Fashion, Lifestyle 4 comments

How to Tie a Scarf Like The French

French Scarf

“You can always spot un américain because they never seem to wear scarves properly,” said a Parisian friend to me one day over un café (that’s an espresso en français). In order to fit in with the fashionably cold-weathered Europeans, it’s important to learn how bundle up like the French.

Don’t simply drape the scarf around your neck, leaving the ends hanging. This is much too American, mon cheri.


Always loop your scarf at least one full circle around your neck (the Parisian father above models the same scarf with both two loops and just one)

Do tie your loose ends after you loop around your neck

Do practice the “European Loop”:

  1. fold your scarf in half
  2. drape it around your neck with the loop on one side and both loose ends on the other
  3. pull the loose ends through the loop to tighten
  4. adjust the scarf so the loop sits in the middle of your chest or collarbone
  5. tuck the loose ends into your jacket

How do you like to tie your scarf? Do you have a favorite style? Let me know in the comments below.


  1. Very nice post! I adore how the French wear their scarves and how the Americans style things is nice as well. Everyone has something great! :)

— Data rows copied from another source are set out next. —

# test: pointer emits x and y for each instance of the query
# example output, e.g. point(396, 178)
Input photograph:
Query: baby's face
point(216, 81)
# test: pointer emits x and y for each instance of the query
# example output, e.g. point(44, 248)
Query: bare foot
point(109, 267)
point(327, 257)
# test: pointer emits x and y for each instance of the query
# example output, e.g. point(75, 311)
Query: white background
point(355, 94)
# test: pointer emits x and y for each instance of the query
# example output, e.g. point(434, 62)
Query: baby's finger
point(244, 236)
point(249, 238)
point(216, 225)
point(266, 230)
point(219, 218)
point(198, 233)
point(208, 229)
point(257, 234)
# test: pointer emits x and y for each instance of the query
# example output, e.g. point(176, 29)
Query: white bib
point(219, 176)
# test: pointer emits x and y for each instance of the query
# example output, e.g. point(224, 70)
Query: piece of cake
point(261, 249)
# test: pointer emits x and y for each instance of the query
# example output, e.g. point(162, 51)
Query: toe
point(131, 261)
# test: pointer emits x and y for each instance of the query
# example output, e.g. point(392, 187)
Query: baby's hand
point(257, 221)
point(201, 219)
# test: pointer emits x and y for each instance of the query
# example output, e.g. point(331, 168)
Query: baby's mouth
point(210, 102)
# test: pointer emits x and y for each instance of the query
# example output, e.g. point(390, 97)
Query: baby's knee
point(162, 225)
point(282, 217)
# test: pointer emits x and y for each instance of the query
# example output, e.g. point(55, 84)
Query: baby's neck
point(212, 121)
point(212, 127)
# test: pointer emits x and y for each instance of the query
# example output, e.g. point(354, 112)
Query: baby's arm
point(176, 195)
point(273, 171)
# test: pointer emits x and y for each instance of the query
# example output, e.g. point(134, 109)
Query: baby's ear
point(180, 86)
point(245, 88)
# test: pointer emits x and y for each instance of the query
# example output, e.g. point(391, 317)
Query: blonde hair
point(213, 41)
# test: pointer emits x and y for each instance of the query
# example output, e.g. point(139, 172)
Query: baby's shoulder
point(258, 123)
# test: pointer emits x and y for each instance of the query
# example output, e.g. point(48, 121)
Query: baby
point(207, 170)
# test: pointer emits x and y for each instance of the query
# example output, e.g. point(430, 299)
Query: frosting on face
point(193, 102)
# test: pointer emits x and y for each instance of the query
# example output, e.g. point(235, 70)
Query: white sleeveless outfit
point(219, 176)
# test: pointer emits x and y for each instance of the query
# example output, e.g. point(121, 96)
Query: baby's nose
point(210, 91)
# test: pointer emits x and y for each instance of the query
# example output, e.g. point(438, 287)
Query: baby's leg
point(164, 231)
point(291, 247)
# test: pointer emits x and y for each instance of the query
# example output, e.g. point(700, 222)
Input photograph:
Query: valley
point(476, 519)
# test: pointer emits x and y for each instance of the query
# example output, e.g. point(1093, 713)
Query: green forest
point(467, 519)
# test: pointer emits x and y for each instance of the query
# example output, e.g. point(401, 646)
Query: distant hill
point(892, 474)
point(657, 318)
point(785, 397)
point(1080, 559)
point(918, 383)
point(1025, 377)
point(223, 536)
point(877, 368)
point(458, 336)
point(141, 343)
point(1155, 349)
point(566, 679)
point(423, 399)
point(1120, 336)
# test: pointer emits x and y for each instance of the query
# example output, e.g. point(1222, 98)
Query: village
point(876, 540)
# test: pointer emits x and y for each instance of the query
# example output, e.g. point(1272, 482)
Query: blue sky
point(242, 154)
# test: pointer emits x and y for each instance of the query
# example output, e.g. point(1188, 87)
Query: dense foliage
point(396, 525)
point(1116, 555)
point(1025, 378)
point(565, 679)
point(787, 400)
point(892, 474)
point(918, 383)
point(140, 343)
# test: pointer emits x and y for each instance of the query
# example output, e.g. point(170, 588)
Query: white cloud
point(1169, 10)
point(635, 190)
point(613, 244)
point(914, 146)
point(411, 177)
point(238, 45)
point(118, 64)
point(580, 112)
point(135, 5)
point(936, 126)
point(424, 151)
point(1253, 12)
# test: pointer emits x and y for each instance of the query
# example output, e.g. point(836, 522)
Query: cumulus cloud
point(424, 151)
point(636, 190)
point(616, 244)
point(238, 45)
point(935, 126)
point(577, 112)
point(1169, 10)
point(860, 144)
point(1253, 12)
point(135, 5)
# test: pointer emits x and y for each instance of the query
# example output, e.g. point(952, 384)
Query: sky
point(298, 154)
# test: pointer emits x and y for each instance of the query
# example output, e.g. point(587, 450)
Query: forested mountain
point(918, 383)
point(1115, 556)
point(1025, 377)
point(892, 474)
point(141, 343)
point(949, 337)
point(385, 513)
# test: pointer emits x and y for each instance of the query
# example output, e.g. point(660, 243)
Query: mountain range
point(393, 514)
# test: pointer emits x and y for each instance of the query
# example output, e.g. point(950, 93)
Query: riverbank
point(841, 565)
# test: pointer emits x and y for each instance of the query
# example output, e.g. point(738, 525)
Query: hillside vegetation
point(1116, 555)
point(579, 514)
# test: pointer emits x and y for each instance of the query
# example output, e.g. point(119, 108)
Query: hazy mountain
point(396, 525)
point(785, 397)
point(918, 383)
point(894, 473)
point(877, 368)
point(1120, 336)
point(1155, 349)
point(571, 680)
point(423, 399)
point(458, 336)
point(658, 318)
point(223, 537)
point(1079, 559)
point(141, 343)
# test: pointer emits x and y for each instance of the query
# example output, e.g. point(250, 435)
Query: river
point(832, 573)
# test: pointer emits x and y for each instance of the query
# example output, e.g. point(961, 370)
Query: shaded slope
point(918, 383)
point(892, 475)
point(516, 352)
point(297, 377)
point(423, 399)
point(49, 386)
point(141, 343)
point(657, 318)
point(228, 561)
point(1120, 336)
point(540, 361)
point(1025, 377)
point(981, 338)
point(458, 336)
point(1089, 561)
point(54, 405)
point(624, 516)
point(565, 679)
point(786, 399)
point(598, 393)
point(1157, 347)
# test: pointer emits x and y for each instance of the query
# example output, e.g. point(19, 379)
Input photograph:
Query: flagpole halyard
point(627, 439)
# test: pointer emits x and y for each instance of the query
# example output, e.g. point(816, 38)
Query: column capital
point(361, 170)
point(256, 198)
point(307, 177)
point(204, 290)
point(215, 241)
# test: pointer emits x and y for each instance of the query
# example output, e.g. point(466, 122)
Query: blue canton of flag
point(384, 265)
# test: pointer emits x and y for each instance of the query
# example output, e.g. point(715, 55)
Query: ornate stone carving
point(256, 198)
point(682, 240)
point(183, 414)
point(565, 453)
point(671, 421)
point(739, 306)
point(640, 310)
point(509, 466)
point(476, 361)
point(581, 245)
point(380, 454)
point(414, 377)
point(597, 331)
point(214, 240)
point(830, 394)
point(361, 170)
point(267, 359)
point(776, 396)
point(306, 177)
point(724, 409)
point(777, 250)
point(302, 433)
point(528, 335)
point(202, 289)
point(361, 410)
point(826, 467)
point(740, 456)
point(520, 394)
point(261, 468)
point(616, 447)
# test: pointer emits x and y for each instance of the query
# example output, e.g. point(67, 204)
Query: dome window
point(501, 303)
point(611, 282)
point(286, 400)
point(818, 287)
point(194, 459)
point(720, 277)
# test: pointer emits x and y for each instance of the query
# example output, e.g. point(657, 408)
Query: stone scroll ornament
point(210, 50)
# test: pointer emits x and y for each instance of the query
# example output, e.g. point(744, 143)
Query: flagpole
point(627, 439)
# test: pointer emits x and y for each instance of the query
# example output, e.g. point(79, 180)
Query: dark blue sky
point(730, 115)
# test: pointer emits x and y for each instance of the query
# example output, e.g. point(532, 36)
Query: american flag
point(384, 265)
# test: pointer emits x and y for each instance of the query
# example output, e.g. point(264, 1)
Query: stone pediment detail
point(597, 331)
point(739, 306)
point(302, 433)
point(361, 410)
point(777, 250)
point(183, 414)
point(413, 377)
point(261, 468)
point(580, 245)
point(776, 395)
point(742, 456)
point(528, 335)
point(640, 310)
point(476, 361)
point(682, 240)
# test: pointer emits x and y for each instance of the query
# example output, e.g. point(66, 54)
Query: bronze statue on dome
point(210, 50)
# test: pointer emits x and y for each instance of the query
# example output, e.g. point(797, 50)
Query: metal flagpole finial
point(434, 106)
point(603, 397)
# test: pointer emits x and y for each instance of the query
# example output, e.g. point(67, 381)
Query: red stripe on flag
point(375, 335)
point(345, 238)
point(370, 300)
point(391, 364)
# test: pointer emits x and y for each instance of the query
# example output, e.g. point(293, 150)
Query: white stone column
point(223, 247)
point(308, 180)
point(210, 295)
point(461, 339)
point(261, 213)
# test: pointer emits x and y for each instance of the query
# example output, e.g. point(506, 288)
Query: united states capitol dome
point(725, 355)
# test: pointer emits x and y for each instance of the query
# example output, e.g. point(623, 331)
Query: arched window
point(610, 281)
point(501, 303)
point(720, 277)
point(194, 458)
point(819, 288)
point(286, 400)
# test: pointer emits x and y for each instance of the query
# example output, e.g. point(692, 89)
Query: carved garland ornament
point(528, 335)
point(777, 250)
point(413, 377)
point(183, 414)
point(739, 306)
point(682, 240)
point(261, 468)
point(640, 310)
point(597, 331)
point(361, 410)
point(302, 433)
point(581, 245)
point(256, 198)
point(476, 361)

  2. I’ll be traveling to Toulouse and Bordeaux the second week of January. I’m a 61 y.o. relatively fit man (look more in my late 40s most ppl tell me). I’ll be there for a week so any fashion/what to pack advise would be greatly appreciated.

    Great website by the way! Very informative without making me feel like a dorky tourist!

    Take care,


  3. We love that you added and explained such details of dressing for men to this site. It is true that “un Américain” either do not wear a scarf at all – barely in winter weather – but, especially for fashion. We travel to France many from the US often. (We had hoped to transplant our family there at a future time-still working on that exhaustive process.) however, prior to our first visit, we made certain that we adapted our personal wardrobe to match Parisian styles. (Difficult to locate many sites or references for men to dress Parisian. By doing so, it worked perfectly; we were immersed easily into the scene, treated more respectfully and felt part of the culture. To this day, even st home in the US, we continue to dress in the style we learned from that first trip. (Although, it is sad how simply wearing a scarf in any season is looked down on by some people.) Please continue to maintain this theme for men to learn how they can dress in Parisian style.

  4. William E. Bobb

    If a man dressed “French” in many US cities (outside New York City or San Francisco), he would be seen as a homosexual or a wimp. The French man’s style is a little too airy-fairy for red-blooded American males.